Раны его оказались "удачными". Под бабкино "каляканье" и под присмотром молодого врача Володи Пронина солдат понемногу поправился. Соседи к нему привыкли и стали звать "бабкиным Петром". А сама бабка про него говорила "мой цыганенок".

Болея за всех раненых, которых приютили люди, Мария Горецкая не раз посылала к бабке Федоре Сеньку - поглядеть, как он там, а то и занести какой-нибудь еды посытнее. Так и началось близкое их знакомство, а потом и дружба.

Бабка Федора жила на самом юру. За хатой с десяток вишенок, груша-дичок возле крытого красной глиной погреба, низенький облупленный сарайчик. Дальше, по-над Терновой балкой, поле, за полем кладбище. Наискосок, через овраг, километра за два, длинные постройки - совхозные конюшни.

Пережила бабка Федора двух мужей. Детей у нее не было. Через силу не трудилась, но и ленивой ее никто не считал. Нрав у нее был мягкий, разум сметливый, хотя с недавнего времени, как начала глохнуть, часто забывала, где и что лежит, порою не узнавала соседей и не все уже могла понять из того, что происходит вокруг. Может быть, на все Скальное она одна осталась неграмотной. Смолоду не выучили, а когда начались ликбезы, сама не захотела:

"Оно мне теперь ни к чему.
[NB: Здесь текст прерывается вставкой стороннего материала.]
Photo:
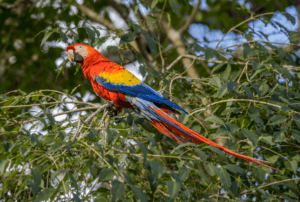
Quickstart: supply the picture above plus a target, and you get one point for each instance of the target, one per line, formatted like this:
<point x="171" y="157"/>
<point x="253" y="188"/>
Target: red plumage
<point x="114" y="83"/>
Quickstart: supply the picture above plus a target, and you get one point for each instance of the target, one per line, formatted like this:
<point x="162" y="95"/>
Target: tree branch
<point x="245" y="21"/>
<point x="191" y="17"/>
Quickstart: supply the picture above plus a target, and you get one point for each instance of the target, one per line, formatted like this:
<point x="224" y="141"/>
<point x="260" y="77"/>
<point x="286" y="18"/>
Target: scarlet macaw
<point x="114" y="83"/>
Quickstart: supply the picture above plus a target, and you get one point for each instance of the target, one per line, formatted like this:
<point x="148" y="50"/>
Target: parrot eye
<point x="77" y="57"/>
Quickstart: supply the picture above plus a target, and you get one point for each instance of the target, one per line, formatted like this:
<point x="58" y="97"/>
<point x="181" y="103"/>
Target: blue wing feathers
<point x="141" y="90"/>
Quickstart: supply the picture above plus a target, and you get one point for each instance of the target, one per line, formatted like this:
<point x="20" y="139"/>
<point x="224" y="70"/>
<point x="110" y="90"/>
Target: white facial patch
<point x="81" y="50"/>
<point x="70" y="55"/>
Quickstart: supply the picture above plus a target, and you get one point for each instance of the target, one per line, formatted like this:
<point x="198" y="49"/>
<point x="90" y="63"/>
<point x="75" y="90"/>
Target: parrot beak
<point x="77" y="58"/>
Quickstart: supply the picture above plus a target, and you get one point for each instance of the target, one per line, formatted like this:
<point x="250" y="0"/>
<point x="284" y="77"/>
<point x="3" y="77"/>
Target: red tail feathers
<point x="175" y="131"/>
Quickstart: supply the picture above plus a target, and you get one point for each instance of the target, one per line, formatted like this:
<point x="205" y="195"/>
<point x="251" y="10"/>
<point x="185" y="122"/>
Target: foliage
<point x="49" y="151"/>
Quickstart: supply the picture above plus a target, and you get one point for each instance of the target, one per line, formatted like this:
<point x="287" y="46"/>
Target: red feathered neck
<point x="93" y="58"/>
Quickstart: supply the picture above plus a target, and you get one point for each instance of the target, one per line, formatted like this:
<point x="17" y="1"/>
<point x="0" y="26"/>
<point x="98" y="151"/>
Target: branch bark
<point x="191" y="17"/>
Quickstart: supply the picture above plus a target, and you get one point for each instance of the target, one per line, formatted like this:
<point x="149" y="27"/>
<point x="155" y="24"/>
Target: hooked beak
<point x="77" y="58"/>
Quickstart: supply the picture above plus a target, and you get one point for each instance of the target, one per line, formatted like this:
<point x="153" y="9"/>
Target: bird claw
<point x="113" y="111"/>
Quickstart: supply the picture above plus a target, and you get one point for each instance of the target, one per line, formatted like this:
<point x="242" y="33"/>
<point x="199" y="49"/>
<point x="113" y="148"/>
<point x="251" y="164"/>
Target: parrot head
<point x="79" y="52"/>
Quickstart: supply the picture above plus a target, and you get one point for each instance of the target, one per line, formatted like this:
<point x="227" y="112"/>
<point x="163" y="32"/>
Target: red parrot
<point x="114" y="83"/>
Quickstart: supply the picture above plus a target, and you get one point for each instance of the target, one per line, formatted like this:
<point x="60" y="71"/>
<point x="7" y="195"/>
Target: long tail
<point x="172" y="128"/>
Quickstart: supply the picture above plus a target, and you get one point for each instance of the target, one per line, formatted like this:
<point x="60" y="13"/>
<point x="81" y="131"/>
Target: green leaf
<point x="56" y="146"/>
<point x="218" y="151"/>
<point x="224" y="177"/>
<point x="215" y="119"/>
<point x="106" y="174"/>
<point x="111" y="49"/>
<point x="153" y="4"/>
<point x="218" y="66"/>
<point x="45" y="194"/>
<point x="61" y="69"/>
<point x="201" y="154"/>
<point x="257" y="119"/>
<point x="76" y="198"/>
<point x="173" y="188"/>
<point x="139" y="193"/>
<point x="24" y="151"/>
<point x="248" y="91"/>
<point x="41" y="120"/>
<point x="157" y="169"/>
<point x="183" y="173"/>
<point x="250" y="136"/>
<point x="51" y="119"/>
<point x="291" y="165"/>
<point x="210" y="168"/>
<point x="277" y="119"/>
<point x="203" y="176"/>
<point x="224" y="75"/>
<point x="210" y="53"/>
<point x="47" y="35"/>
<point x="111" y="136"/>
<point x="222" y="91"/>
<point x="152" y="45"/>
<point x="2" y="165"/>
<point x="144" y="150"/>
<point x="175" y="6"/>
<point x="215" y="81"/>
<point x="37" y="176"/>
<point x="279" y="136"/>
<point x="117" y="190"/>
<point x="100" y="148"/>
<point x="128" y="37"/>
<point x="260" y="174"/>
<point x="73" y="181"/>
<point x="91" y="34"/>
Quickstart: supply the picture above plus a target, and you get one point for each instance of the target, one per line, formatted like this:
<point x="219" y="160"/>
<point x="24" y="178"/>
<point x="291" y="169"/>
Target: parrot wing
<point x="123" y="81"/>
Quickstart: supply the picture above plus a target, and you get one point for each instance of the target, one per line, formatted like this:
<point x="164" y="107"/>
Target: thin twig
<point x="240" y="100"/>
<point x="191" y="17"/>
<point x="245" y="21"/>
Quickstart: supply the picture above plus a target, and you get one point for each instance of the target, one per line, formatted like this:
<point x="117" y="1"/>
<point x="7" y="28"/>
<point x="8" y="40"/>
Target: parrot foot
<point x="101" y="108"/>
<point x="112" y="111"/>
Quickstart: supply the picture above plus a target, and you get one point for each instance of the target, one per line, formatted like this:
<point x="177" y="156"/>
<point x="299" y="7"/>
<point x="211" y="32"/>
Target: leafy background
<point x="232" y="64"/>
Так уж как-нибудь доживу".

И потому первая книжка попала к ней в хату только теперь, вместе с Петром.

Днем бабка что-то негромко бормотала себе под нос и неторопливо, однако ни на минуту не останавливаясь, хозяйничала - ковырялась в огороде или в хате убиралась.

Без дела сидеть не могла.

Спать бабка укладывалась в одно время с курами, чуть только начинало темнеть, а вставала вместе с солнцем. Оттого и огонь в ее хате почти не зажигали. Даже настоящей лампы никогда у нее не было. Так только, какая-то скляночка с фитилем. Да и та лишь теперь пригодилась, когда поселился у нее раненый солдат.

Сначала, когда Петр еще лежал, бабка Федора, копошась у печки, подробно и подолгу рассказывала ему про своего деда, который у пана за что-то там самого лучшего пса прикончил, про отца - николаевского солдата, про то, как она в первый раз замуж выходила, а то еще про какого-то петриковского Свирида, который пьяный середь зимы замерз у самого своего порога. Бывало, и Петра спрашивала, кричала как глухому:

- А ты, сынок, сам-то издалека?

Петр отвечал. Бабка прикладывала руку к уху, вслушивалась и, ничего не разобрав, качала головой.

- Так, так... А после царской, когда Махно с Деникой вот туточки проходили, так тоже не знай откуда человек до нас прибился. Не наш. Вроде бы заграничный, аж изза Умани.

И опять начинала рассказывать о чем-то своем, забыв, о чем спрашивала. Когда Петр уже почти поправился (плечо зажило, и только рана на бедре еще не совсем затянулась), Сенька затеял с ним в карты играть. Ну, бабке что, керосин где-то достают, пускай себе забавляются.

А сама забиралась на печь.

- Мне, должно, пора уже. А вы - как знаете. Хотите погулять, так гуляйте. Так-то... Только глядите, чтоб хату не спалить, - говорила бабка.

Еще какое-то время она, укладываясь, шуршала на печи. Что-то бормотала себе под нос - то ли молилась, то ли кого поминала. А потом утихала, и через минуту в хате раздавался ровный бабкин храп. Теперь уже до самого утра не разбудить ее, хоть ты тут из пушек стреляй.

- Сигнал, - усмехаясь, говорил Сенька и вносил в хату зеленую вылинявшую сумку от противогаза.